A map projection is a method of representing the curved surface of the Earth on a flat plane. Every projection distorts something — area, shape, distance, or direction — because no flat map can perfectly represent a sphere.

Graticule supports over 80 projections, grouped by family. You can search by name or browse the grouped list in the Projection selector in canvas panel of the lefthand sidebar.

For world maps, compromise projections like Natural Earth, Robinson, or Winkel Tripel are widely used and generally well-regarded. Equal Earth is a newer equal-area option.

For continental or regional maps, azimuthal or conic projections are usually appropriate. Albers USA is the standard for the US. Azimuthal Equal Area works well for polar regions and hemispheric views.

For country or sub-national maps, the right choice depends on the specific region. Many countries have an official or conventional projection — check before committing to one for a national-context map.

Globe — renders the data on a rotatable sphere. Drag to spin.

Cylindrical — the simplest family. The globe is conceptually “unrolled” onto a cylinder. Mercator is the most familiar; it preserves shape but dramatically inflates area near the poles.

Pseudocylindrical — like cylindrical projections but with curved meridians, which reduces distortion. Most general-purpose world map projections fall here (Natural Earth, Robinson, Mollweide, Equal Earth).

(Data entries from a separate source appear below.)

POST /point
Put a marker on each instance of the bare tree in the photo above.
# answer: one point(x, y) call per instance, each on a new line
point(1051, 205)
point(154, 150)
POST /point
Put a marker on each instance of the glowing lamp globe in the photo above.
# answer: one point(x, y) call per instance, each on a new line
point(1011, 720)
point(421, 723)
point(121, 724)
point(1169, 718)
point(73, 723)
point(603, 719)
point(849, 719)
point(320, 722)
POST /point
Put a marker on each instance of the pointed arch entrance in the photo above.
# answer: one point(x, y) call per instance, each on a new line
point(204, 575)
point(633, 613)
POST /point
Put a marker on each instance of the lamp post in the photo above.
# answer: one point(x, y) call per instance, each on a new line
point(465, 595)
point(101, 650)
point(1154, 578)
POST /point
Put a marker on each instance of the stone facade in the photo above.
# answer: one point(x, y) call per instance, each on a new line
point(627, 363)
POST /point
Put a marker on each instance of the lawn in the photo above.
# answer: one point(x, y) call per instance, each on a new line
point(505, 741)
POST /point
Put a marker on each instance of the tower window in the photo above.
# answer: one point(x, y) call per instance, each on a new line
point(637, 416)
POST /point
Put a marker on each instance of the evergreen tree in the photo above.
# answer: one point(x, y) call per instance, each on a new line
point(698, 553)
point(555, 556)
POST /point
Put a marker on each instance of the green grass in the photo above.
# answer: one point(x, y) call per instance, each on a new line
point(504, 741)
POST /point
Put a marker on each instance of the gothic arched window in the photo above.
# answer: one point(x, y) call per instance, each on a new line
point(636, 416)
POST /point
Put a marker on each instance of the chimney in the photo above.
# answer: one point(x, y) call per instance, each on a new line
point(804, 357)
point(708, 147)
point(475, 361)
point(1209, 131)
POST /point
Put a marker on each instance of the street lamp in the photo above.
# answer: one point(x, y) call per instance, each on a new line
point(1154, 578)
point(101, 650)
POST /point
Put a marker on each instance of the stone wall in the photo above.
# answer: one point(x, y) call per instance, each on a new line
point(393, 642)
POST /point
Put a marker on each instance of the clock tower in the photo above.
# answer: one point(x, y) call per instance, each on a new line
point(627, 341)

Azimuthal — project onto a plane that touches the globe at a single point. The view radiates outward from that point. Good for polar views and hemispheric maps. In Graticule, azimuthal projections use drag-to-rotate interaction.

Conic — project onto a cone. Good for mid-latitude regions like North America, Europe, or China. Albers and Lambert Conformal Conic are the standards. Conic projections use drag-to-rotate interaction.

Interrupted — the globe is “interrupted” and unfolded with cuts, reducing distortion in specific regions at the cost of gaps in others.

Polyhedral — unfolds the globe onto a polyhedron. Waterman Butterfly is the most common example.

Graticule works in WGS84 (EPSG:4326) — longitude/latitude in decimal degrees. All data must be in this coordinate system to display correctly.

When you upload a file, Graticule inspects the coordinates. If they fall outside the valid WGS84 range, it warns you that the file is likely in a projected coordinate system (e.g. UTM or State Plane) and will not display correctly. To fix this, re-export the file as WGS84 from your GIS software before uploading.

Graticule uses D3-geo for all projection math. This covers the 80+ projections in the selector well, but it is not a full cartographic projection library. You will not find the deep parameter control or obscure local projections available in QGIS or ArcGIS. For highly specialized projection work, those tools are a better fit.